Maharastra, Dec 10, 2019: Average traded price of the bulb at Lasalgaon wholesale market in Nashik district was recorded at Rs 4,500 per quintal on Monday.
Onion prices across Maharashtra crashed on Monday as imported onions, as well as domestic produce, reached the wholesale markets at the same time. Trade sources said the sudden spike in onion prices during the last two weeks was mostly due to speculation by a section of traders in selective markets, Yahoo reported.
After trading above Rs 6,000 per quintal over the last few days, average traded price of the bulb at Lasalgaon wholesale market in Niphad taluka of Nashik district dropped by almost 30 per cent and was recorded at Rs 4,500 per quintal on Monday.
Jaydutt Holkar, chairman of the Lasalgaon market — the largest onion market in the country — pointed to the increased arrivals for the price collapse. “Farmers have started uprooting their yet-to-mature onions to take advantage of the present prices. Such sub-standard onions have brought down the prices,” he said.
Onion trader, Rajendra Shelke, operating out of Vashi wholesale market in New Mumbai, said there was a similar drop in price in the market. “Last week onion was trading over Rs 100 per kg, but today the prices have come down by Rs 10-20 per kg,” he said. Increased arrivals from neighbouring states, like Gujarat, Rajasthan and Madhya Pradesh, were responsible for the price reduction, Shelke said.

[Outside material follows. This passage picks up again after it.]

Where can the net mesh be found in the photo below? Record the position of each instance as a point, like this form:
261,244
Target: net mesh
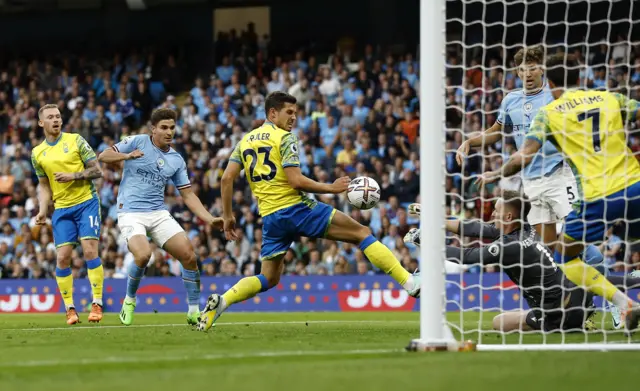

A steep rise in wholesale and retail prices in the past few weeks had foxed the authorities as well as the markets. Trade sources now say the price hike noted in some markets towards the end of November and early December might have been artificial.
On December 5, Atif Nadaf, a trader operating out of Solapur’s wholesale market had purchased onions at the rate of Rs 20,000 per quintal from a farmer. “This has to be the historically highest rate ever fetched by onion,” the trader had then said. However, since then prices have dropped by over 50 per cent as arrivals of both quality as well as sub-standard quality onions have flooded the market.
Another reason for the price crash, traders say, is the easy availability of imported onions which are being picked up by institutional buyers, like hotels and restaurants. Suresh Deshmukh, a commission agent operating out of the Dindori market in Nashik district, said around 6,000-7,000 tonnes of onions were docked in Mumbai’s ports since September this year. The central government through the MMTC has already floated tenders to import around 20,000 tonnes of onions from various countries. Of this around 17,000 tonnes is expected to arrive at Mumbai ports soon.